Il passaggio più famoso dell’opera si chiama “La fame dello Zanni”, nel quale Fo impersona un contadino del Nord Italia medievale fiaccato dalla fame. Fo prima delinea il contesto storico e poi spiega che “Zanni è il prototipo di tutte le maschere delle commedie dell’Arte”. A differenza di Pulcinella e Arlecchino, però, lo Zanni è stato creato a partire da persone reali.

La lingua utilizzata da Fo nei panni del contadino Zanni è una mescolanza dei dialetti lombardi, veneti e piemontesi. Solo qualche parola sarà immediatamente comprensibile, dice Fo al pubblico, tutto il resto sarà una sequela di grugniti e suoni gutturali. Senza bisogno di una maschera e dotato del solo talento espressivo, Fo riesce però a farsi capire da chiunque, creando un effetto comico impareggiabile.

Altri esempi di grammelot

Ma Fo non è il solo artista ad aver utilizzato il grammelot. In una celeberrima scena di Tempi moderni, Charlie Chaplin, non sapendo le parole di una canzone, improvvisa il testo e ci aggiunge le sue inimitabili capacità espressive.

Il grammelot, infatti, può essere utilizzato mescolando qualunque tipo di lingua e registro linguistico. Lo stesso Fo, per esempio, sperimentò questa tecnica replicando l’intonazione e lo stile della lingua francese, del linguaggio giornalistico e della lingua inglese.

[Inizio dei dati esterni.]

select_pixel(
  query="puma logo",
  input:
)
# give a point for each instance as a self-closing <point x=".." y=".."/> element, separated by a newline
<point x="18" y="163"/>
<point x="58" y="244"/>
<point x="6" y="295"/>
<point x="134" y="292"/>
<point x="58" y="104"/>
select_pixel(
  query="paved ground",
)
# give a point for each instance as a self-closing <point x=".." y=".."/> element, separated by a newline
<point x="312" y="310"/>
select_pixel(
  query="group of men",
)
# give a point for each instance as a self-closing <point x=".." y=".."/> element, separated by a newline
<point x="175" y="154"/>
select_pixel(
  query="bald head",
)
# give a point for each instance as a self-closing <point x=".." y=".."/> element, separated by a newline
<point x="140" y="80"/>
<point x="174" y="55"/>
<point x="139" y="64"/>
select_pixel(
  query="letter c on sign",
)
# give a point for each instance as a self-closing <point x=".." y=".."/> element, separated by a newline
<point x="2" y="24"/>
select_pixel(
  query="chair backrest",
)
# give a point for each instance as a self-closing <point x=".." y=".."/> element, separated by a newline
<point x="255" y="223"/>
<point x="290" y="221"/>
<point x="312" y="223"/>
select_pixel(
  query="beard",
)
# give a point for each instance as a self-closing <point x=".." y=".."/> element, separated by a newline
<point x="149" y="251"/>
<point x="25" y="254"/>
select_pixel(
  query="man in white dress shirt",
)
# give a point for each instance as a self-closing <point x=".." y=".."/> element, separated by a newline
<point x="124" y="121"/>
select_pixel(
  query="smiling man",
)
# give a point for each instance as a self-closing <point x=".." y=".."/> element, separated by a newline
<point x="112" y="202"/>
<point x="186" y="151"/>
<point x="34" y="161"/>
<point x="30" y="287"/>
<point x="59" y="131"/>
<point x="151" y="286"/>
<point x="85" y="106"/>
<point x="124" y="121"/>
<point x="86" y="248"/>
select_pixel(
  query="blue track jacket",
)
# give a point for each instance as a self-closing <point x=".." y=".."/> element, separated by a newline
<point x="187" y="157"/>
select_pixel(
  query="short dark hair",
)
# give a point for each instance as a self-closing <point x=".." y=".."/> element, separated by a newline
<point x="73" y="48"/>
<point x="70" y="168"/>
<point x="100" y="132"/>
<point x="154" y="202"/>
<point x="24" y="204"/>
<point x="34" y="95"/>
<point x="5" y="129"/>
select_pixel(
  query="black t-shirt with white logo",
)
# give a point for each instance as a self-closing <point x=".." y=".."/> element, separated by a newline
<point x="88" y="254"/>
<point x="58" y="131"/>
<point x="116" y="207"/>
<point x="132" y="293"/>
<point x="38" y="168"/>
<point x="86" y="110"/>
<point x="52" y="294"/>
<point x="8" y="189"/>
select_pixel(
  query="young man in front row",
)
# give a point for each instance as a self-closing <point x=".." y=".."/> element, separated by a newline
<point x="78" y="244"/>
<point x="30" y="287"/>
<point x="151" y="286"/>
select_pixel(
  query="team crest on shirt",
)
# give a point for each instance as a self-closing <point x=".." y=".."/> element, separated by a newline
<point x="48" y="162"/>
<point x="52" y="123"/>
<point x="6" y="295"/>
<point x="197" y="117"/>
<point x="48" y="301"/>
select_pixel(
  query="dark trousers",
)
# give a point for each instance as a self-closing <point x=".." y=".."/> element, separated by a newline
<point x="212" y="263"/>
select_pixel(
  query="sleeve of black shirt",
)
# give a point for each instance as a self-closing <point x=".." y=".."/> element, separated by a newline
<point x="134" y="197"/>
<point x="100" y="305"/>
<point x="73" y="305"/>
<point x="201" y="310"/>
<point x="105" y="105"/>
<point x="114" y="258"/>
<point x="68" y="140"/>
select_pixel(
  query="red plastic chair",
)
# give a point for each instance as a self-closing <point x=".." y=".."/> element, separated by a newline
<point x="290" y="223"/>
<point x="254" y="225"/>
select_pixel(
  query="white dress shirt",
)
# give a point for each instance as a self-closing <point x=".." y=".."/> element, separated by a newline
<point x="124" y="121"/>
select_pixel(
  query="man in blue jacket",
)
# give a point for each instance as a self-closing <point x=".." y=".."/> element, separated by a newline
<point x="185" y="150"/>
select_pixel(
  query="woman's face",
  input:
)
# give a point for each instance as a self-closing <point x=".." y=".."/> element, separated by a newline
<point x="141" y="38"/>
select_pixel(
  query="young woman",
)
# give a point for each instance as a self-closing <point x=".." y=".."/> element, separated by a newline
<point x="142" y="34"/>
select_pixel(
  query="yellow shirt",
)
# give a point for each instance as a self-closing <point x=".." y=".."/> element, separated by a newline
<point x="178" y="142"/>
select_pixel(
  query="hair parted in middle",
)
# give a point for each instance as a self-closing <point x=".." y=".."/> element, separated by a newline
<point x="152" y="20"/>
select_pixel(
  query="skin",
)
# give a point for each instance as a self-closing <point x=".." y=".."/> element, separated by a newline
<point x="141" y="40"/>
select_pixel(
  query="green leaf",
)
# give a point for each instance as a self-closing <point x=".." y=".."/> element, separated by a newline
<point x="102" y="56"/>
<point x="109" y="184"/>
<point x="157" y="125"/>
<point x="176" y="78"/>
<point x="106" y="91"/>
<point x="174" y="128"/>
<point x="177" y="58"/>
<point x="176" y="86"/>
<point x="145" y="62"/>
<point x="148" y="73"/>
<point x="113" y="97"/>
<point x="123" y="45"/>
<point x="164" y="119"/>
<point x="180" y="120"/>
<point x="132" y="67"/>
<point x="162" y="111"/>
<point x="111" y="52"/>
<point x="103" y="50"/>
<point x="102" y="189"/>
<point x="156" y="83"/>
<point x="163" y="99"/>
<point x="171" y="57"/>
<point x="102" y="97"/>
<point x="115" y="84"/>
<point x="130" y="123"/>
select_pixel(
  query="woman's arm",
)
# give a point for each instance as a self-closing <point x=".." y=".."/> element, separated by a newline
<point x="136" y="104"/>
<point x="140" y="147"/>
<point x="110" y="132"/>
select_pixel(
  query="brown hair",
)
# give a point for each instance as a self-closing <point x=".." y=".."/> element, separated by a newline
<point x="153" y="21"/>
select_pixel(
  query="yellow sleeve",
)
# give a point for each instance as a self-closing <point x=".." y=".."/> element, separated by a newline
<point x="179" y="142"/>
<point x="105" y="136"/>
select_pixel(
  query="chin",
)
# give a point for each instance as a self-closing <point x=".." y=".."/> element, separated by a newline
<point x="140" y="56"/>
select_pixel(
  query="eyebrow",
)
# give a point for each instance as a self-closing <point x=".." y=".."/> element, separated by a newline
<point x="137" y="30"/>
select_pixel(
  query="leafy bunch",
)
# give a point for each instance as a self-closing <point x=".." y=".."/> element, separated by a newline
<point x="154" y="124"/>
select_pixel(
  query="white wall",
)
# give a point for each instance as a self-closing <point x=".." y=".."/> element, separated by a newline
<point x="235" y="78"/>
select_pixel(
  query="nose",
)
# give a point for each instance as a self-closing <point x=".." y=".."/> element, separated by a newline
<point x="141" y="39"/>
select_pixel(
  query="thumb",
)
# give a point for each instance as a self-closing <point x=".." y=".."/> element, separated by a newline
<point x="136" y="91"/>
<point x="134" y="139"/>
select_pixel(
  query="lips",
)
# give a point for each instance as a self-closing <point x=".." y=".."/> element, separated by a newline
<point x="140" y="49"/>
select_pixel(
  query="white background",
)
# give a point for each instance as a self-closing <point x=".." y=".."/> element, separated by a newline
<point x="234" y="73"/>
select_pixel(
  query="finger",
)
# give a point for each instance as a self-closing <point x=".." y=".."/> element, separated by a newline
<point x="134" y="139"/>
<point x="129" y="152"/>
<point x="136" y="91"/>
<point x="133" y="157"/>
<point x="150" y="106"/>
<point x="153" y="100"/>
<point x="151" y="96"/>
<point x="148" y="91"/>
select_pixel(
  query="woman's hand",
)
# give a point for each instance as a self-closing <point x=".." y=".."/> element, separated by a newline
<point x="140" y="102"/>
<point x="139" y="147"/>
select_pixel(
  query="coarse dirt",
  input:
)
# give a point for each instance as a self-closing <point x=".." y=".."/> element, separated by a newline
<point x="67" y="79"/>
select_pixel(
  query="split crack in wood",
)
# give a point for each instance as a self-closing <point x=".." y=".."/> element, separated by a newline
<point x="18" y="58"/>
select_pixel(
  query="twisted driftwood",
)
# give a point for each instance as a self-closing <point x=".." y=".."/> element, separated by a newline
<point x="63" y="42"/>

Adriano Celentano, nella canzone Prisencolinensinainciusol, fece la stessa cosa, cantando in una lingua che non esiste ma che replicava i suoni dell’inglese americano.

In quest’altro video, invece, si può ammirare tutto il talento di Gigi Proietti nell’imitare il dialetto napoletano.

Il grammelot di Pingu

E se tutti questi esempi vi hanno fatto venire in mente un programma televisivo della vostra infanzia… beh, ci avete azzeccato. Anche Pingu, il pinguino protagonista di una serie animata svizzera in stop-motion che ebbe molto successo qualche anno fa, parla una specie di grammelot.

In pochi sanno che a doppiare i personaggi di Pingu era un attore italiano, Carlo Bonomi, che si rifece esattamente alla tradizione dei giullari di cui abbiamo già parlato. Niente di quello che dice Pingu è comprensibile. Eppure, grazie alla bravura di Bonomi, si capisce perfettamente quando la mamma di Pingu è arrabbiata, quando Pingu è felice e così via.

Bonomi aveva già avuto modo di utilizzare questa lingua inventata per un altro personaggio ben noto al pubblico italiano, “La Linea”, una fortunatissima serie animata che andò in onda dal 1971 al 1986 e nella quale i personaggi parlavano un grammelot che deriva dal dialetto milanese.

Insomma, una lingua universale che nessuno parla e tutti capiscono, con centinaia d’anni di storia alle spalle. Il grammelot è un mix di storia, arte e comicità che non è forse alla portata di tutti – solo di chi ha un talento espressivo fuori dal comune, verrebbe da dire – ma che ha un pregio che nessuna lingua può vantare: è comprensibile da chiunque.